Mining companies on the FTSE 100 (FTSE: ^FTSE - news) were boosted by data from China showing a recovery in profits at industrial firms, a sign that the country's economy is gaining momentum. ENRC, up 4pc, was the leading riser - one of seven mining groups in the top ten best performing companies in the index on Thursday.
"Its starting to look like a traditional cyclical rally. It's very thin volumes, but if you're looking for a correlation with events in China, then the miners are an obvious way to play that," Alan Higgins, Chief Investment Officer at wealth management firm Coutts, said.
Materials, financials and energy, the three leading cyclical sectors, combined to add more than 18 points to the index. Utilities, healthcare and consumer staples, considered "defensive" plays, were the only sectoral fallers.
Signs that the US budget impasse may be resolved before an end-of-year deadline supported the gains. US House Speaker John Boehner has offered to consider any bill the Senate produces and Barack Obama has returned early from his Christmas break in Hawaii to restart talks today.
Economists warn that the "fiscal cliff" of higher taxes and spending cuts worth $600bn could push the world's largest economy into recession, dragging other countries with it.
"There is still hope for a last-minute deal, otherwise we're in for a correction in January. People have already priced in an agreement. Without it, the market can't stay at these levels," a Paris-based trader said.
However, gains in equities are likely to be limited until there is more concrete progress in Washington.
Mike Mason, a senior trader at Sucden Financial Private Clients, said: "Until there is a resolution, the final sessions of 2012 are unlikely to really take off."
Investors in UK stocks will also watch for a batch of US data later in the day, including weekly US initial jobless claims, December consumer confidence and November (Xetra: A0Z24E - news) new home sales numbers.
Labour department figures showed that applications for US jobless benefits fell 12,000 to 350,000 last week.
Against the yen, the dollar at 85.87 yen reached its highest since September 2010, with investors accelerating their yen sales after new Japanese Prime Minister Shinzo Abe said his government would pursue a bold monetary policy, a flexible fiscal policy and a growth strategy to encourage private investment.
The euro, which is being supported by a better outlook towards the euro zone, climbed 0.4 per cent to $1.3266.
Asian shares rose, with Tokyo scaling a 21-month high due to the weaker yen but it was held back by concerns about a US "fiscal cliff" deal.
Tokyo's benchmark Nikkei 225 index climbed 0.91pc, or 92.62 points, to 10,322.98, the highest level since March 11 last year when a massive quake struck Japan, sparking a tsunami and the worst atomic crisis in a generation.
Seoul closed 0.26pc higher at 1,987.35 and Sydney gained 0.28pc to 4,648.0. Hong Kong was up 0.36 per cent in afternoon trade while Shanghai eased 0.6pc.
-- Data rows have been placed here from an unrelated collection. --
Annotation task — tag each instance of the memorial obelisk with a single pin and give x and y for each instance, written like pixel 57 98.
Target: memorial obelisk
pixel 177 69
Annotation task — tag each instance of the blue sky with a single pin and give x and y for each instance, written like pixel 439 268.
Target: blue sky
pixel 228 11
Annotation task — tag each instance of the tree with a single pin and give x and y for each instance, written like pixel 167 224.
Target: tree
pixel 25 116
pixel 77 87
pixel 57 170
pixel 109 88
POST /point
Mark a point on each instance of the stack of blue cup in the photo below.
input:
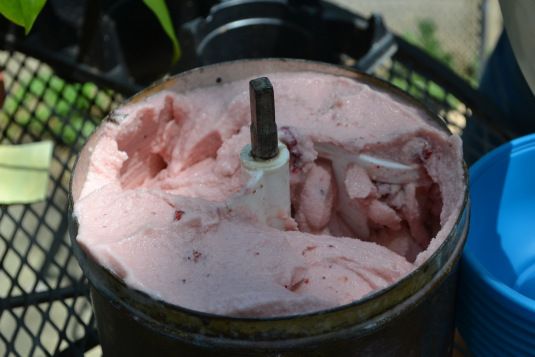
(496, 312)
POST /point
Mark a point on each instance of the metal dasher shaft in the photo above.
(264, 141)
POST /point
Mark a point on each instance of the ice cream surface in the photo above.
(153, 203)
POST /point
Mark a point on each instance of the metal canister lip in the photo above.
(359, 317)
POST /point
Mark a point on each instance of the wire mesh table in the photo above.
(44, 303)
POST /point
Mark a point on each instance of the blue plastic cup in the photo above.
(496, 314)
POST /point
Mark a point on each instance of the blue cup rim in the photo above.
(522, 302)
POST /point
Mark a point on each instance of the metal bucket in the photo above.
(414, 316)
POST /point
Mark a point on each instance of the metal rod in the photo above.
(264, 141)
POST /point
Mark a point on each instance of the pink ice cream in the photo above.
(153, 200)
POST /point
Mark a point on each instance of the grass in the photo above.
(45, 104)
(427, 39)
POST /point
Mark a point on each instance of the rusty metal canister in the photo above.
(413, 317)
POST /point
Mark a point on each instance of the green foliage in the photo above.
(426, 38)
(22, 12)
(159, 8)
US stocks fell overnight on continued uncertainty about whether a deal to avert the fiscal cliff a series of steep tax hikes and spending cuts worth some $600 billion due to take effect in January could be reached by the end of the month.
The Dow Jones Industrial Average finished down 0.19pc at 13,114.59. The broader S&P 500 lost 0.5pc and the tech-rich Nasdaq Composite shed 0.74pc.
The Treasury Department said on Wednesday that the government would hit its legal borrowing limit by Monday, setting in motion emergency measures to keep the government operating for several more weeks.
The Treasury's manoeuvring is designed to put off until February or March the prospect of a full-blown debt crisis, indicating that the US budget wrangling could continue well into 2013.